Les vrais révolutionnaires étaient de moins en moins nombreux. Mais encore trop nombreux pour nos gouvernants soucieux d’efficacité. Le tournant eut lieu en février 2060. La loi 67, dite anti-flânerie, interdisait aux citoyens de déambuler sans but. Comment la loi fut-elle mise en vigueur ? Comment distinguer ceux qui marchent avec un but et ceux qui flânent sans but ? Nos policiers furent entraînés à reconnaître les flâneurs et développèrent à cet égard un zèle remarquable. Mais Aude et Émilie, malgré plusieurs arrestations ne s’avouèrent jamais vaincues. Elles publièrent en 2061 : « Éloge de la flânerie », à la suite de tant et tant d’autres apologies de la rêverie, de la paresse, de la marche, de la lenteur. Tous disaient peu ou prou la même chose : ouverture au monde, acte libérateur, recherche de l’essentiel, lorsque l’homme est face à lui-même, face au monde… Il s’agissait d’un véritable acte de résistance, une attitude révolutionnaire qui ne pouvait rester impunie.
Émilie et Aude furent arrêtées. Elles demeurèrent plusieurs mois en prison avant d’être finalement jugées. Leur ouvrage fit l’objet d’un débat passionné. Tous les intellectuels médiatiques furent invités à donner leur avis. Bastien-Henri L., le philosophe à la mode de ce temps-là soutint les deux révolutionnaires : je ne suis pas d’accord avec elles mais je me battrai jusqu’à la mort pour défendre leur liberté d’expression. Michel O., le grand mandarin des contre-pouvoirs, prit le parti du pouvoir : la loi 67 a été votée par les représentants du peuple et, en tant que telle, elle doit être scrupuleusement observée. Émilie et Aude doivent donc être jugées, quelque-soit le bien-fondé de leur propos. L’avocat des grandes causes, Me Cornard, accepta d’assurer leur défense. Il fit intervenir des sommités médicales, des psychologues, des écrivains célèbres, tous prudents défenseurs de la flânerie. Car on ne pouvait pas trop s’exposer en cette époque de tous les dangers, sous peine d’exclusion des universités, académies, cercles de pouvoir et cirques médiatiques. S’opposer, oui, mais pas trop, ou en tout cas demeurer dans la norme, ce politiquement acceptable qui avait remplacé le politiquement correct.
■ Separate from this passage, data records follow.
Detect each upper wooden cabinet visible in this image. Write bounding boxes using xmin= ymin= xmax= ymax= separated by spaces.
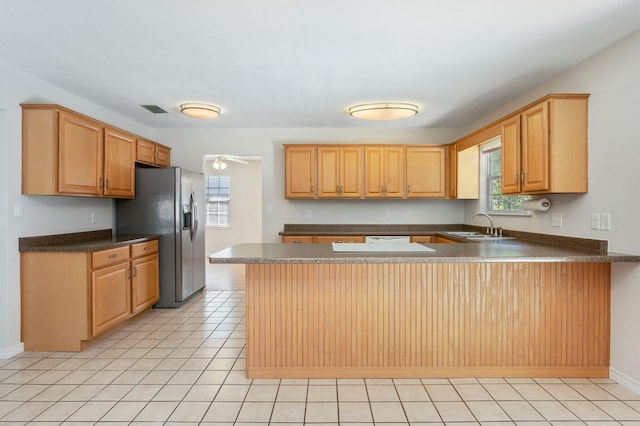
xmin=22 ymin=104 xmax=169 ymax=198
xmin=284 ymin=145 xmax=317 ymax=198
xmin=450 ymin=145 xmax=480 ymax=199
xmin=103 ymin=127 xmax=136 ymax=198
xmin=136 ymin=138 xmax=171 ymax=167
xmin=364 ymin=145 xmax=405 ymax=198
xmin=284 ymin=145 xmax=447 ymax=199
xmin=500 ymin=95 xmax=588 ymax=194
xmin=317 ymin=146 xmax=363 ymax=198
xmin=56 ymin=110 xmax=104 ymax=196
xmin=406 ymin=146 xmax=446 ymax=198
Aude et Émilie furent donc jugées par un jury populaire et condamnées à six ans de prison pour apologie de la révolution. On ne badinait pas alors avec ces choses-là ! Un comité dédié à leur libération se constitua. On commença à rééditer et faire circuler sur la toile les grands classiques de la flânerie, du flânage et de la flanation, des Rêveries du promeneur solitaire à Un flâneur en Patagonie. Avec un objectif très didactique : si cela était sans doute trop tard pour les anciens, il fallait apprendre aux nouvelles générations la jouissance de l’instant présent, seule alternative à l’addiction et à l’aliénation au travail et aux écrans.
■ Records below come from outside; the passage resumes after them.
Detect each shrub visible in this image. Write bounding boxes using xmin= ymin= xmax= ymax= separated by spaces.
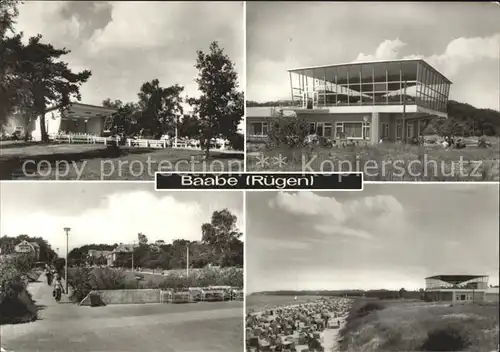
xmin=420 ymin=323 xmax=471 ymax=351
xmin=229 ymin=133 xmax=245 ymax=150
xmin=0 ymin=256 xmax=37 ymax=324
xmin=68 ymin=267 xmax=127 ymax=302
xmin=155 ymin=268 xmax=243 ymax=290
xmin=268 ymin=112 xmax=309 ymax=148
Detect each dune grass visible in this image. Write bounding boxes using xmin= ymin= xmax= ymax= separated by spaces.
xmin=341 ymin=299 xmax=499 ymax=352
xmin=247 ymin=143 xmax=500 ymax=182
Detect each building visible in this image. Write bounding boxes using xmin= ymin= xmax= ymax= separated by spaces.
xmin=32 ymin=103 xmax=116 ymax=140
xmin=246 ymin=59 xmax=451 ymax=144
xmin=425 ymin=275 xmax=490 ymax=303
xmin=106 ymin=243 xmax=138 ymax=266
xmin=14 ymin=241 xmax=40 ymax=261
xmin=87 ymin=249 xmax=111 ymax=264
xmin=484 ymin=286 xmax=499 ymax=302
Émilie et Aude furent libérées après quatre ans de détention. Elles étaient devenues le symbole de la résistance pacifique à l’oppression et à l’injustice, nouvelles Gandhi, nouvelles Mandela de cette seconde moitié du XXIème siècle. Elles n’eurent de cesse de poursuivre leur croisade, sans violence mais avec opiniâtreté. En 2071, elles furent assassinées par un fanatique, un stakhanoviste du travail et de la productivité. Dès lors, plus aucun obstacle ne se dressait devant l’application pleine et entière de la loi 67.